There are four central tasks facing managers in the service industry, they are; * Managing quality * Managing productivity * Managing service staff * Achieving differentiation
Managing Quality The single most important factor of a service is its quality. This determines the long-term profitability and market share of the firm. However, quality is very hard to define in the service sector. Many have suggested doing it right the first time or having zero defects, but few have achieved these objectives on a consistent basis.
First, it's hard to measure quality because there is nothing physical to measure. There is no fuel consumption or music power to rate. Second heterogeneity means that consistency can rarely be achieved. Third, the inseparable nature of production and consumption make it difficult for firms to control the quality process.
Lastly, the interaction of staff and customers means that customers evaluate not only the outcomes, but also in terms of the process or manner in which the service is delivered. The difference can be a smiling waitress as opposed to a frowning one.
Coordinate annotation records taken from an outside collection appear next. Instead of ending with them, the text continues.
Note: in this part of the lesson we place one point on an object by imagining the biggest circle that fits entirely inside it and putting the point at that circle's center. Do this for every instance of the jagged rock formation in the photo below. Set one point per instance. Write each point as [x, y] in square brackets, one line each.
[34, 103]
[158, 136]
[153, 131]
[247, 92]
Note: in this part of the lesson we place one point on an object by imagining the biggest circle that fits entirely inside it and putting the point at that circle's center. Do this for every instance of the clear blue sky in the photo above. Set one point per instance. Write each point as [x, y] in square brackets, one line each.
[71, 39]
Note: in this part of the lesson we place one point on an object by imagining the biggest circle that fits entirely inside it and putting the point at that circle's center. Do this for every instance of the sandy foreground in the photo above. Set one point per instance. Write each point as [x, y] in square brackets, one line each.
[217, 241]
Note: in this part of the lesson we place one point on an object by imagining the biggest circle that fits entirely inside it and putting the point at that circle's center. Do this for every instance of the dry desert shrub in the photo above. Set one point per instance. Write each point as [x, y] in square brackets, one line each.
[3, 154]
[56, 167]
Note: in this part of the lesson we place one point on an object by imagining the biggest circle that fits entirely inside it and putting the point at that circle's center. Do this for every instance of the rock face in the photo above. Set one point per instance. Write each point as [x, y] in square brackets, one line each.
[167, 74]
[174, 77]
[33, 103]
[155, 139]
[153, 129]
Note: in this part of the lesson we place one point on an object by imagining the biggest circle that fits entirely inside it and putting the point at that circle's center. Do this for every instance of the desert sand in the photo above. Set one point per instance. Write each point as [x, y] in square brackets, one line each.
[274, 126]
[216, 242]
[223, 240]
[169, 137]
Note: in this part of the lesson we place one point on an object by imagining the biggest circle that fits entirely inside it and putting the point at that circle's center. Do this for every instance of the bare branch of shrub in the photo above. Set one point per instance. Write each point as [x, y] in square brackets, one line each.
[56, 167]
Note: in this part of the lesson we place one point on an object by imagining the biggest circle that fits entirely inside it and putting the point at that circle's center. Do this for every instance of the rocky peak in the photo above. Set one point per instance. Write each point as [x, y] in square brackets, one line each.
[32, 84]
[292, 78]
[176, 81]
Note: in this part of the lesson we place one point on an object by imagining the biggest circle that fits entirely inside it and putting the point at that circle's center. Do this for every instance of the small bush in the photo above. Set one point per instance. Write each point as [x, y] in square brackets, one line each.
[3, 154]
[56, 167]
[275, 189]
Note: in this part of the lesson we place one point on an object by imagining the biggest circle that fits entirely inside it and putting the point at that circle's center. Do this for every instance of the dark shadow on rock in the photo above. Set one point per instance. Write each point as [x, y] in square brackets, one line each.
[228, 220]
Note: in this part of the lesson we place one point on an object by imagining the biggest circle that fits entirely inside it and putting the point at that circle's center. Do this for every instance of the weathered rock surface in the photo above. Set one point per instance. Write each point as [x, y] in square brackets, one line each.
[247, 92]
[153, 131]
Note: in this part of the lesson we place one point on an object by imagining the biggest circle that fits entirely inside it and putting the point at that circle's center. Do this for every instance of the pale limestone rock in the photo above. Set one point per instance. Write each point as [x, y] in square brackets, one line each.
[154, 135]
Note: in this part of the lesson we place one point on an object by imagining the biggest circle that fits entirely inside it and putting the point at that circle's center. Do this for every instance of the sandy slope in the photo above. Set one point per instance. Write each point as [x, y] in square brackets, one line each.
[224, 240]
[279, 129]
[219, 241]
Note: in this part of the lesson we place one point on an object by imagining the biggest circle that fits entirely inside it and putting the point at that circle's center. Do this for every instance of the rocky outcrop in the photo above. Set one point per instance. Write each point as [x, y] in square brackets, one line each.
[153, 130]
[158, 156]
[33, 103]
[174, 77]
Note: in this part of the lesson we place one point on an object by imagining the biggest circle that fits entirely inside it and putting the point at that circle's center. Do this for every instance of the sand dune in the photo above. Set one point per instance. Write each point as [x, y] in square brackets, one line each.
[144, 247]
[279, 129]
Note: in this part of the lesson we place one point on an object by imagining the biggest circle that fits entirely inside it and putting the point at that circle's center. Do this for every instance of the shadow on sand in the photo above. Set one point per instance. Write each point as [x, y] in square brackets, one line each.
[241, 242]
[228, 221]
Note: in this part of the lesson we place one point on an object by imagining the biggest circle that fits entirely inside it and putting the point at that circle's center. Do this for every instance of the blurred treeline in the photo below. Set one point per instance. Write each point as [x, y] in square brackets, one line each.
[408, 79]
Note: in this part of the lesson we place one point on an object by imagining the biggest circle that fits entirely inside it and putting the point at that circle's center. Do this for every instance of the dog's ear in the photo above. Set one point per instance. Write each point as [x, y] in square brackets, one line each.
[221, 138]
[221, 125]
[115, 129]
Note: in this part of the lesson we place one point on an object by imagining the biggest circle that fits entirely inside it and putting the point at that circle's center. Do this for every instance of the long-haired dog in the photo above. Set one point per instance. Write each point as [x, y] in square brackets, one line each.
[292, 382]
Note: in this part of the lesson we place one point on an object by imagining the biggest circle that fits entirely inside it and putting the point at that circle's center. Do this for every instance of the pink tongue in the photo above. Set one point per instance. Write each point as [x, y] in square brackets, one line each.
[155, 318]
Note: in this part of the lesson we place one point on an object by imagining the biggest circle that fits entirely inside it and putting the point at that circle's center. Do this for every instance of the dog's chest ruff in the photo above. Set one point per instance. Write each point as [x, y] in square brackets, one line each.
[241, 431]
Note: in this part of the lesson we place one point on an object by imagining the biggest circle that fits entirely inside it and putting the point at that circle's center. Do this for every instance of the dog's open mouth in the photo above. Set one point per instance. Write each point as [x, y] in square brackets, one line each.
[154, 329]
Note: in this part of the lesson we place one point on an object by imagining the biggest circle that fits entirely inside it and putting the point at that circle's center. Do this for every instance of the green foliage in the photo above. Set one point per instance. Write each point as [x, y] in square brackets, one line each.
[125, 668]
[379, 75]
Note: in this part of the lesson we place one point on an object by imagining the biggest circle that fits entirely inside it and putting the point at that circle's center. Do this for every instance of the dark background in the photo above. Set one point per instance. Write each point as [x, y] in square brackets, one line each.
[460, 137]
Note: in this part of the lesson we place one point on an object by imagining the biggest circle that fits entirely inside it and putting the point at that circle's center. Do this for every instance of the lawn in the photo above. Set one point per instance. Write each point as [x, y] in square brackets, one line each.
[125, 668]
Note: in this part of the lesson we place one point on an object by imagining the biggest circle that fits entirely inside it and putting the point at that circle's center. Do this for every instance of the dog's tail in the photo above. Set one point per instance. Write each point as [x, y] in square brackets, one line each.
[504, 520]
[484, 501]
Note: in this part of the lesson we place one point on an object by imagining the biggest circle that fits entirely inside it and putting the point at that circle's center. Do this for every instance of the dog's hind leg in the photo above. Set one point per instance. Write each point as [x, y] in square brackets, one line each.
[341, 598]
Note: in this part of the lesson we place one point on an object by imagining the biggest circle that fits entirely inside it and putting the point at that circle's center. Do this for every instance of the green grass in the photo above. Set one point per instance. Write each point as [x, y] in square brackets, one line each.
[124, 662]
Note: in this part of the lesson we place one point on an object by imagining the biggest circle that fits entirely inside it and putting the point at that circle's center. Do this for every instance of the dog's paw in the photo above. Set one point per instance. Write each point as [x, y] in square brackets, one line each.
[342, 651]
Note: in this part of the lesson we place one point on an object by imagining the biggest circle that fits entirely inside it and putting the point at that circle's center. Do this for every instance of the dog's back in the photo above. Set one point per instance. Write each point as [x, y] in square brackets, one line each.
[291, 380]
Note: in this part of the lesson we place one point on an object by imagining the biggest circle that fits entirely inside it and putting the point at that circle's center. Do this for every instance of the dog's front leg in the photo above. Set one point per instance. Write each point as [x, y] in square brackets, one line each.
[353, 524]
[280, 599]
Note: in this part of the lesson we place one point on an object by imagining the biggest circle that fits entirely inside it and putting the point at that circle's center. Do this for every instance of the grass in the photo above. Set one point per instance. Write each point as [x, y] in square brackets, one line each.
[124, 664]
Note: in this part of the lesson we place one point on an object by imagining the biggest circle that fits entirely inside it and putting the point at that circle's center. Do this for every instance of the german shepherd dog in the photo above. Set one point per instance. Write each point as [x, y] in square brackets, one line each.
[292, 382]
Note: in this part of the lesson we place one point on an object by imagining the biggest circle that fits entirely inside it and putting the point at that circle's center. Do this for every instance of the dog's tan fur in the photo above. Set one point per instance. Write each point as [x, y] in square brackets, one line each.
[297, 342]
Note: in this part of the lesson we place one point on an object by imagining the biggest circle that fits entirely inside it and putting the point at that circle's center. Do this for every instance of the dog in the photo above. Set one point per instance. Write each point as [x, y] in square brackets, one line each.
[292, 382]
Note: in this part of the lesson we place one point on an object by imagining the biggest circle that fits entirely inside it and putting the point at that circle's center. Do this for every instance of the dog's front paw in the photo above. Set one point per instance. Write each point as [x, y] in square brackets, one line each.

Managers have to focus on the determinants of quality, as follows; * Reliability - how consistent is the service * Access - is the service easily accessible * Credibility - can consumers trust the company * Security - is the service free from risk and danger * Knowledge - is every effort made to understand the needs of the customer * Responsiveness - how willing are employees to provide service * Competence - do staff have the knowledge and skills to give good service * Communication - does the company clearly explain its service * Tangibles - does the appearance of personnel, the facility project an image of high quality
Customers judge quality by comparing the service with tier expectations and performance. If they perceive that quality exceeds expectations, they are satisfied, or even delighted. If performance falls below expectations, they will be dissatisfied and are likely to look for alternatives. The expectations of customers are created by past experiences, word-of-mouth, advertising and other forms of communication.
Four problems can cause a gap between what consumers expect and what they perceive they must receive. 1. Management misperception - understanding the important service attributes by customers 2. Mis-specification of service quality - management are unwilling, unable or simply do not care enough to put resources into solving the problem. 3. Service delivery gap - problem is recognised but front-line staff are not motivated or incapable of consistently achieving service targets. 4. Communication that promises too much - even good service is judged harshly if it exaggerates the level.